36周目になってようやく「#30 TOYOTA PRIUS apr GT」はピットに戻ってきて、佐々木選手から永井選手にスイッチ。その間に4番手にまで浮上していた。だが、いざコースに戻ってみると、スタートからしばらくの間に抱えた遅れは、予想外に響いていて17番手での折り返しに……。45周目にポールポジションを獲得して序盤のトップを走っていた「アウディR8」が、電気系トラブルで戦列を離れたことから、永井選手はひとつポジションをアップ。この頃には前も後ろも離れた状態であったことから、永井選手はタイムの安定を心がけるように。1分36秒台でコンスタントに周回を重ねられたこと、そして何よりノートラブルで走り続けられたことは自信にも、そして前回までの不安材料の一掃にもつながったはずだ。
今回の「#30 TOYOTA PRIUS apr GT」の最終結果は16位。しかしながらトップから1周遅れに留めたことで、チームランキングではしっかり3ポイントを獲得した。残す戦いはツインリンクもてぎでの最終戦のみ。
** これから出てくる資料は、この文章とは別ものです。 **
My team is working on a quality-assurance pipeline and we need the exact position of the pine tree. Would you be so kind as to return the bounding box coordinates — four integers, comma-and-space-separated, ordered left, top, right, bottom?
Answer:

ここで来シーズンにもつながる走りを見せて、すっきりとシーズンオフを迎えられたら最高である。
永井宏明選手
「我々に向いた条件とはならなかったのと、僕のスティントではなかなかタイムを上げられなかったので、まぁ完敗な感じですね。クルマのトラブルも一切なかったのは良かったです。もう最終戦だけになってしまいましたが、今度もトラブルなく、気持ちよく終わりたいですね。」
佐々木孝太選手
「どうしてもポイントが獲りたかったので、冒険するしかなかった、というのが正直なところで。冒険したけど、本当の冒険に終わってしまいました。まぁ、ドライタイヤのペースも悪くなかったので、ウェットタイヤ
で行って早めに換えて、という作戦もありだったかもしれませんが、僕らの中ではベストな選択だったと思います。チャンスはなかったけれど、ペース的には悪くなかったので、次にはつながると思うので、茂木は厳しいけれど、来年に向けていろいろ考えることができます。」
金曽裕人監督
「スタート時のタイヤ選択ですが、あのウェットの状態で走れるタイヤが他のチョイスとしてはなかったので、そういう作戦しか採れなかったというのが、正直なところ。なので最初からドライタイヤで行った孝太は、いい仕事をしてくれたと思います。永井選手に関してもレース中にどんどん進化し強さも出てきましたので、トータルな結果としては満足です。きっちり完走して同一周回ポイントが目標でしたから、それは達成できました。とはいえ、まだまだ速さの磨き上げや、マシン開発に関して、もっとやらなくては、と実感させられたレースでした。」